I tried to find a pattern by setting n = 1:
$$
\begin{align*}
000 \rightarrow &\lbrace empty set \rbrace \\
001 \rightarrow &\lbrace 1 \rbrace \\
010 \rightarrow &\lbrace 2 \rbrace \\
011 \rightarrow &\lbrace 1,2 \rbrace \\
100 \rightarrow &\lbrace 3 \rbrace \\
101 \rightarrow &\lbrace 1,3 \rbrace \\
110 \rightarrow &\lbrace 1,2 \rbrace \\
111 \rightarrow &\lbrace 1,2,3 \rbrace \\
\end{align*}
$$
I realized that binary strings with more 1's than 0's map to elements in B where the elements are of size $\geq 2n$.
Therefore the size of set $S$ where $S = \lbrace x : |x| \geq 2n\rbrace$ is the number of binary strings of length $2n+1$ with more 1's than 0's.
This is where I am stuck. I don't know how to fit bijection into this solution. Also I think my mapping from set A to set B is incorrect since set A it should only contain the binary strings that have more 1's than 0's.
Any help would be greatly appreciated.
Best Answer
Hint: First, note that since your string has odd length, every binary string has either more 1's or more 0's (no ties). Suppose that a string has more 0's than 1's... what happens when you flip all the bits? The new string has more 1's than 0's.
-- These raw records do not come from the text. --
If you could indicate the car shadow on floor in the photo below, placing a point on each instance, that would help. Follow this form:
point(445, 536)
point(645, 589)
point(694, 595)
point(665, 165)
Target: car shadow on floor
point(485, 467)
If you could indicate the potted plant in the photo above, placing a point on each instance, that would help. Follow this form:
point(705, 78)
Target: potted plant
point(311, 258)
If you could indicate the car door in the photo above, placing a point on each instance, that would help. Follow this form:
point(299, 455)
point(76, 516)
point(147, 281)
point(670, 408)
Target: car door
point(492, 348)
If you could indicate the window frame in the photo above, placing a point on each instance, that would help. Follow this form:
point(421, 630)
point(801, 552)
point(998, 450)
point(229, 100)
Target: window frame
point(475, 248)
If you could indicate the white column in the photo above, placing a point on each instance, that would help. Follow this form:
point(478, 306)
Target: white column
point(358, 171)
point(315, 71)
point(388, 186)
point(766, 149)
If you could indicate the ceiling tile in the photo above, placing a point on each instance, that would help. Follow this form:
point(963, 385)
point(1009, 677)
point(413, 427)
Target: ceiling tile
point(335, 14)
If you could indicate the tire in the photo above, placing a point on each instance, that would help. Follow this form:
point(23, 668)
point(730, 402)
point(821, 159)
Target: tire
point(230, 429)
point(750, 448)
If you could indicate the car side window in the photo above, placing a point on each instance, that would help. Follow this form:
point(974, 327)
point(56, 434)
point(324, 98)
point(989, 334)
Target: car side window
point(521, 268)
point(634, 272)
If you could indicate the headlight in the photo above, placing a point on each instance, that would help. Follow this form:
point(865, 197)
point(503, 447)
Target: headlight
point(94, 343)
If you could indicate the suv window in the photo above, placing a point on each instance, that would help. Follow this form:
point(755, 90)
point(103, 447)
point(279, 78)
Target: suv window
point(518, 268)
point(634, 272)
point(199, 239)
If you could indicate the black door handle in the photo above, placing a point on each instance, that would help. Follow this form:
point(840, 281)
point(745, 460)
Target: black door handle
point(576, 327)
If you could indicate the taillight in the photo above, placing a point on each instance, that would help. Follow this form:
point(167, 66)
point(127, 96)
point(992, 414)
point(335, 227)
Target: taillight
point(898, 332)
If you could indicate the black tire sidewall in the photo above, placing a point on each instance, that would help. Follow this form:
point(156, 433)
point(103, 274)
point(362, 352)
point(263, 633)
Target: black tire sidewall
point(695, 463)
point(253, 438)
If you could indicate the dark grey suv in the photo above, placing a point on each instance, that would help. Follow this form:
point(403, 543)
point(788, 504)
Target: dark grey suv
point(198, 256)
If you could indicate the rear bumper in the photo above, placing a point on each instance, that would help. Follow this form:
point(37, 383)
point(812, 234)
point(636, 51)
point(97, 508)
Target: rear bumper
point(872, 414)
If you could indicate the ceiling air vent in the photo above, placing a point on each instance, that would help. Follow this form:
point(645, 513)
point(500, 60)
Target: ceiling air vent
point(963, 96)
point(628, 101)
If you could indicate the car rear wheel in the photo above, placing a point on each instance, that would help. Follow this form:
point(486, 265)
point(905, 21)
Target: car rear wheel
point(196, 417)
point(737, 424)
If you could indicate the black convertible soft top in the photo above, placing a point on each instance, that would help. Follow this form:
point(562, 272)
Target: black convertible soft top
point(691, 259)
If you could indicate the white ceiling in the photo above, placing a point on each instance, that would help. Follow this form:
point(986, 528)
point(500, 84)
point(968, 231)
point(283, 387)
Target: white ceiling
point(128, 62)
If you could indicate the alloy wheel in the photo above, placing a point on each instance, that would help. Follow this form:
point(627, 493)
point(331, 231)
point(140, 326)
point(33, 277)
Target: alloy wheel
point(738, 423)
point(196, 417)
So, for your bijection, consider pairing up a string with it's complement (i.e. the string with all the 1's and 0's flipped).
What you see by this bijection is that for every string with more 1's than 0's there is a corresponding string with more 0's than 1's.
Following your example, what you would pair up are the following:
$000 \to 111$
$001 \to 110$
$010 \to 101$
$100 \to 011$
That accounts for all 8 binary strings of length 3. Note that he LHS are the strings with fewer 1's than 0's and the RHS are the strings with more 1's than 0's.